The MPA, without notifying us, sent to our domain registrar GoDaddy a bogus DMCA takedown notice. GoDaddy took the entire IMSLP.ORG domain down. IMSLP has filed a DMCA counter notice with GoDaddy, however, the DMCA seems to require the registrar to wait no less than 10 days before restoring service. This means that IMSLP is inaccessible from IMSLP.ORG during this period of time. We will be working to restore service as soon as possible.

What is the MPA complaining about? Rachmaninoff's Bells, which is public domain both in Canada and the USA: http://petruccilibrary.org/wiki/The_Bel ... _Sergei%29 MPA's claim is entirely bogus.

Workaround: You can still reach the site by using either petruccilibrary.org or petruccimusiclibrary.org Note, however, that some links on the site that refer to IMSLP.ORG may be broken; you will have to manually replace IMSLP.ORG with one of the two above domain names manually in the URL bar.
http://imslpforums.org/viewtopic.php?f=1&t=4775


----------



## KJohnson (Dec 31, 2010)

IMSLP is a site we couldn't be without. "Music Publishers Association" sounds like a name that will be history soon. All these big publishing companies will sink one after another, with their annoying lawsuits. I hope composers stop giving them business, taking advantage of the internet and reaching to musicians without greedy middlemen.


----------



## Aggelos (May 29, 2009)

*IMSLP under attack by Music Publishers Association (UK)*

Read this!!



> IMSLP is currently under an extraordinarily underhanded legal attack by the Music Publishers Association of UK (http://mpaonline.org.uk).
> 
> The MPA, without notifying us, sent to our domain registrar GoDaddy a bogus DMCA takedown notice.
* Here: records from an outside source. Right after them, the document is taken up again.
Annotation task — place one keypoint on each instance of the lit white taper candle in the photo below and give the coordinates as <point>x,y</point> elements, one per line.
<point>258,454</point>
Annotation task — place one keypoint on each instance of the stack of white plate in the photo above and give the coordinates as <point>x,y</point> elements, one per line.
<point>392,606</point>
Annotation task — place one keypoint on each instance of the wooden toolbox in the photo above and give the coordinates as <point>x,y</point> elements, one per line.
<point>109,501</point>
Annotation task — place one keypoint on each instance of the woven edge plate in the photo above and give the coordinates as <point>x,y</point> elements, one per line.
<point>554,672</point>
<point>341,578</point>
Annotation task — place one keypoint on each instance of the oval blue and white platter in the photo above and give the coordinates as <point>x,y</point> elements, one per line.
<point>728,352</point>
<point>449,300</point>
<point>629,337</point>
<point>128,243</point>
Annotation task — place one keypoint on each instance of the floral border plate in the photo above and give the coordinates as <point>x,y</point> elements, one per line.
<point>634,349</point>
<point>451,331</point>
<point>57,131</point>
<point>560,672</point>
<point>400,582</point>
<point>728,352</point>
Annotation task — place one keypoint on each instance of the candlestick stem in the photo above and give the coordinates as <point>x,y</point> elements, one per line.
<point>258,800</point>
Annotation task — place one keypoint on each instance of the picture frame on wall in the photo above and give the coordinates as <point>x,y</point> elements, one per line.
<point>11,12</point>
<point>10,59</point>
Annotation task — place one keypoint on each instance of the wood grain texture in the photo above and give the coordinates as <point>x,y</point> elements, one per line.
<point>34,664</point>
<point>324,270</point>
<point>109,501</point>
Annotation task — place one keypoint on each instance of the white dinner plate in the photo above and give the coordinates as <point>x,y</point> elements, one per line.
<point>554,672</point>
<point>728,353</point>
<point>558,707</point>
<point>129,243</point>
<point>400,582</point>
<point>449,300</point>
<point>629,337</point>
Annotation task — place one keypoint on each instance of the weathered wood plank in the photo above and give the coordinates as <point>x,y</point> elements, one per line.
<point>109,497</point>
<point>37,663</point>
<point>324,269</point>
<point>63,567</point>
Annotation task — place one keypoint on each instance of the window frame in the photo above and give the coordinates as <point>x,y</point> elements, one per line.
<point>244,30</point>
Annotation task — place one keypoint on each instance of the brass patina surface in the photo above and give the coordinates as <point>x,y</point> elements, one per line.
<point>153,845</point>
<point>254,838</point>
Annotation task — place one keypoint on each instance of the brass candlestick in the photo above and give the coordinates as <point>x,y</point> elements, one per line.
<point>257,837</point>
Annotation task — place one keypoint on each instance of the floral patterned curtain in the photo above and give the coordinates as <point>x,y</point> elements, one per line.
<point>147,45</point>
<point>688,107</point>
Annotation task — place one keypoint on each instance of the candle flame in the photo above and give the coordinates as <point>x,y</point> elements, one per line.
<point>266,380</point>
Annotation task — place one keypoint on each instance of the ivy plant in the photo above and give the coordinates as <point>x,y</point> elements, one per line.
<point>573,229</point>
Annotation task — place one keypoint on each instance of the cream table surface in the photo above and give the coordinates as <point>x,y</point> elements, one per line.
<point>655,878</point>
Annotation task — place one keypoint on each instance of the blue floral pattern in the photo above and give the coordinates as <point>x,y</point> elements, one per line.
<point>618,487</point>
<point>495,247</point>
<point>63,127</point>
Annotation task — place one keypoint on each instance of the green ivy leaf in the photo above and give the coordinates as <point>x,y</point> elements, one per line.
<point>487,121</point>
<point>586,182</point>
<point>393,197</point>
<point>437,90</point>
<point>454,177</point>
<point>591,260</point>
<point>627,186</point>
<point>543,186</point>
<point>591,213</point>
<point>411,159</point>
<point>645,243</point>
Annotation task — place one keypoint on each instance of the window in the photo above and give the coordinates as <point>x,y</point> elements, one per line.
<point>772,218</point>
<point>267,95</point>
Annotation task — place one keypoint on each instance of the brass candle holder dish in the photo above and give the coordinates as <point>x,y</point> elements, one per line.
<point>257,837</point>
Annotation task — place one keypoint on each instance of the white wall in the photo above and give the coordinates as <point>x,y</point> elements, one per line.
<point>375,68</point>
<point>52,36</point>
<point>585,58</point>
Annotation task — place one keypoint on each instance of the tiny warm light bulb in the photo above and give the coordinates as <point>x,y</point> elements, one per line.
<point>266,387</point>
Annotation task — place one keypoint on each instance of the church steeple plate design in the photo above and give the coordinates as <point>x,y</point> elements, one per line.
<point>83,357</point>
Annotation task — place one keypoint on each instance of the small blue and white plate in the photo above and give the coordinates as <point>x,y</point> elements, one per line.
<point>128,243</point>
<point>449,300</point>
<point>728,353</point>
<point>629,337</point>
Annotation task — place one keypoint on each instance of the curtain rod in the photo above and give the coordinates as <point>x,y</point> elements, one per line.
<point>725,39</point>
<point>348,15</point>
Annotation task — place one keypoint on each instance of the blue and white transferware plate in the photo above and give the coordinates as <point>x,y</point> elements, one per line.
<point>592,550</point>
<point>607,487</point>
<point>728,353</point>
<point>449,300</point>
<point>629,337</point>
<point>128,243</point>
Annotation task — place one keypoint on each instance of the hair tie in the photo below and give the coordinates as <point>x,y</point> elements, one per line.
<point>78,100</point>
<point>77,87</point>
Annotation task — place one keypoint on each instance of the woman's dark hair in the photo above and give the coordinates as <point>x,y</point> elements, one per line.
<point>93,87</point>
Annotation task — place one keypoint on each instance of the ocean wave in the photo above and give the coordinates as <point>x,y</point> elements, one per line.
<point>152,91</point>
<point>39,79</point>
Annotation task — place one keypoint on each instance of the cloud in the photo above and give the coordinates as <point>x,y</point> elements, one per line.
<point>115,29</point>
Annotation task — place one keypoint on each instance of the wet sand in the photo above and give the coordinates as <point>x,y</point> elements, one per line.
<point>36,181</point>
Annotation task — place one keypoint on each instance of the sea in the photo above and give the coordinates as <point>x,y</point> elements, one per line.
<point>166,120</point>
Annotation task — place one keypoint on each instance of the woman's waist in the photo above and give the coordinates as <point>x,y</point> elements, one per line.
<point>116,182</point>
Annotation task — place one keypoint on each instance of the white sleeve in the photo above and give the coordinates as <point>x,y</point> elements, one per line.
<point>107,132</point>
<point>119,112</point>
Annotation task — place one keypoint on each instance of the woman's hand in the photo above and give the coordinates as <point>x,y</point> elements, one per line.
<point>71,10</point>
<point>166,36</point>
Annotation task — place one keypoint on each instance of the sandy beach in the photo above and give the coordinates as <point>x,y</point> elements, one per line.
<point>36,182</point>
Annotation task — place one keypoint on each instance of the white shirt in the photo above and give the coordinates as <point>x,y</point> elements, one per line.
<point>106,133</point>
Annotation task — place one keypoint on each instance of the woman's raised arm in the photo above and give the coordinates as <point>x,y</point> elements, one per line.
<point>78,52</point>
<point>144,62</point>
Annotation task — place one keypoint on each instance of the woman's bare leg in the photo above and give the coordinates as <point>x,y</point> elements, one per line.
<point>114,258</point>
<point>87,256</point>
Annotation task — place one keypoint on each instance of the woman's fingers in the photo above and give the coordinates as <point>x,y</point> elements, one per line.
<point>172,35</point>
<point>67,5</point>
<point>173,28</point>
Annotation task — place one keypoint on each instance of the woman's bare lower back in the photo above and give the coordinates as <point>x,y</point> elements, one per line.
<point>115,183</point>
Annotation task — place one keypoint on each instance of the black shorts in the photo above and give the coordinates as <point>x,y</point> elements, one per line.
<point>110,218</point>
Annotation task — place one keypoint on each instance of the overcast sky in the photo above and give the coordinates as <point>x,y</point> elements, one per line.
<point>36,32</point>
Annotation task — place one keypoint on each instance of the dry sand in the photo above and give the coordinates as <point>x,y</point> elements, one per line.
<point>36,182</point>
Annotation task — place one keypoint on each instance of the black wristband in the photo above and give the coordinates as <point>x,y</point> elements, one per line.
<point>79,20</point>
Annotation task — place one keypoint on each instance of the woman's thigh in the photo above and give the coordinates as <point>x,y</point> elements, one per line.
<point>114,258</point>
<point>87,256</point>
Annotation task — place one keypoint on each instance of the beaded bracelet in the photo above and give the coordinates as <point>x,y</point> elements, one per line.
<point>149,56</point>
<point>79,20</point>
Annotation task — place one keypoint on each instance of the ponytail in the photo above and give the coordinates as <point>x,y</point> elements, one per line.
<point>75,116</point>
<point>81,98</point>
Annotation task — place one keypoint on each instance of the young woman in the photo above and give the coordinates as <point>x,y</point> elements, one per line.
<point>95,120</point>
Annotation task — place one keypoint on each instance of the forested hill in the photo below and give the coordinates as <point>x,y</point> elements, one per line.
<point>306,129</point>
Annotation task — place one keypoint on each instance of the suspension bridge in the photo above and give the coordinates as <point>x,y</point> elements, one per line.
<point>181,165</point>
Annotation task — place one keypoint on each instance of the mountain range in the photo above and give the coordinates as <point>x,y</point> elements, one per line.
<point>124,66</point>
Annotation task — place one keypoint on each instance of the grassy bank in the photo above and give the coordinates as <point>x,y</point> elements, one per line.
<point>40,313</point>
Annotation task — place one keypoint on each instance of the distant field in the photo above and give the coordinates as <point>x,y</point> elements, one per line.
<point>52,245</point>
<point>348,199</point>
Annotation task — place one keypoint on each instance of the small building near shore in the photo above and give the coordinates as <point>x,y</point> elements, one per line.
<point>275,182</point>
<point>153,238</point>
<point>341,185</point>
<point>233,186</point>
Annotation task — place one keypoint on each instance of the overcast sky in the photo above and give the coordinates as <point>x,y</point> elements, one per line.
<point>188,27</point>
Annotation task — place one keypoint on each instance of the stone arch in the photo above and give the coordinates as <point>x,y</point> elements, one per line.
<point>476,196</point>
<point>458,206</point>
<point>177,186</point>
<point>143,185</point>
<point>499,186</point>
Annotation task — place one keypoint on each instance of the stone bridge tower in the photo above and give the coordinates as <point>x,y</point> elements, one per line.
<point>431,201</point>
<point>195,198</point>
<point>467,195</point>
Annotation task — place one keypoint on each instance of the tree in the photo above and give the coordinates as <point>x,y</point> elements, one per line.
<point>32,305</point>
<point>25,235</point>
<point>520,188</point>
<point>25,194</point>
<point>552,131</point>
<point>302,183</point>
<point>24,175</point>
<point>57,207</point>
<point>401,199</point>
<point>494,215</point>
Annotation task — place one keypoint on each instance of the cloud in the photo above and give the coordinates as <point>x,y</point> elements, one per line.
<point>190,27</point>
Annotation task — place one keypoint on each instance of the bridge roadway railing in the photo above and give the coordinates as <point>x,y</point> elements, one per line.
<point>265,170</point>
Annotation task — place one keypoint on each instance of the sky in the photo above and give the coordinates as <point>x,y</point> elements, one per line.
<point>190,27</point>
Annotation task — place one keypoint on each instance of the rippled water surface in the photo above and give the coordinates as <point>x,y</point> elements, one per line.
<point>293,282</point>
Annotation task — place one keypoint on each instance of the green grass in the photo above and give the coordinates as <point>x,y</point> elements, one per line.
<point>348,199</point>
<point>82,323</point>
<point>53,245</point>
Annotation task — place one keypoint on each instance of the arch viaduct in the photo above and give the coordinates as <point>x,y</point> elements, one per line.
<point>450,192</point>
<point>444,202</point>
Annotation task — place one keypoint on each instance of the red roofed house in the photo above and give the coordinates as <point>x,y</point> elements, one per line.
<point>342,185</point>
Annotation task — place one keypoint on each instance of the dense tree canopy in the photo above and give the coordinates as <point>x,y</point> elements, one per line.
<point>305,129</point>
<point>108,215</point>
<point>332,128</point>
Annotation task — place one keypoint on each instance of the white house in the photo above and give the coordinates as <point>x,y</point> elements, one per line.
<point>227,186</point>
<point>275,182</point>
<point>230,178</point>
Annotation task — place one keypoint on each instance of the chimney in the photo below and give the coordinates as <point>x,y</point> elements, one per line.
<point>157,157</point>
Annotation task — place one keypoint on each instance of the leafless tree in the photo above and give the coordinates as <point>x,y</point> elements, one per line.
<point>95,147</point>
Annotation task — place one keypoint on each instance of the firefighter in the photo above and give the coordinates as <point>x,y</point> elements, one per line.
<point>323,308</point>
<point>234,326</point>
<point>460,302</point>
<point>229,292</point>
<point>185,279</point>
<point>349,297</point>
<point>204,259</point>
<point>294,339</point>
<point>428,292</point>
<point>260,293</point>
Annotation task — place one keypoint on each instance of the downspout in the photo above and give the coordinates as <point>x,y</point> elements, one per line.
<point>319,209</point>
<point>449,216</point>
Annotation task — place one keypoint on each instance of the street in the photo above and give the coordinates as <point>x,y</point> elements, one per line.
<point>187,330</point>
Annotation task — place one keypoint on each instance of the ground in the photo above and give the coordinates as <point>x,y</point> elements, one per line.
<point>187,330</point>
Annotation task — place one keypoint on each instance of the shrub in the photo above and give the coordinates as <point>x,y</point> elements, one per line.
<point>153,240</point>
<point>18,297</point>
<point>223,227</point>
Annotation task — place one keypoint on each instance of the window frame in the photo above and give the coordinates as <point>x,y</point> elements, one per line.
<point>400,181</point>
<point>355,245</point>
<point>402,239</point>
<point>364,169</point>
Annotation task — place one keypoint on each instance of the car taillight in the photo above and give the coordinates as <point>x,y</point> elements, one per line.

GoDaddy took the entire IMSLP.ORG domain down. IMSLP has filed a DMCA counter notice with GoDaddy, however, the DMCA seems to require the registrar to wait no less than 10 days before restoring service. This means that IMSLP is inaccessible from IMSLP.ORG during this period of time. We will be working to restore service as soon as possible.
> 
> ...


http://imslpforums.org/viewtopic.php?f=1&t=4775
http://imslpforums.org/viewtopic.php?f=1&t=4774

http://petruccilibrary.org
http://petruccimusiclibrary.org


----------



## Aksel (Dec 3, 2010)

*IMSLP taken down*

The sheet music site IMSLP has been taken down by a copyright claim from the British Music Publisher's Association (MPA). For those not in the know, IMSLP is a site where you can download sheet music that is in the public domain.
It was taken down because of a Rachmaninoff score that allegedly is on the site illegally.

The letter from the MPA to GoDaddy, IMSLP's domain registrar can be read in full here.
IMSLP's response to the letter can be found here


----------



## Rasa (Apr 23, 2009)

Aaaaaaaaaand music students all over the world were catapulted back a 100 years in time, where they would go to libaries to find scores.


----------



## Huilunsoittaja (Apr 6, 2010)

No!!! That's how I look at all those...those wonderful blurs of notes!


----------



## Meaghan (Jul 31, 2010)

Looks like it's normal now; the site says the MPA withdrew their claim.


----------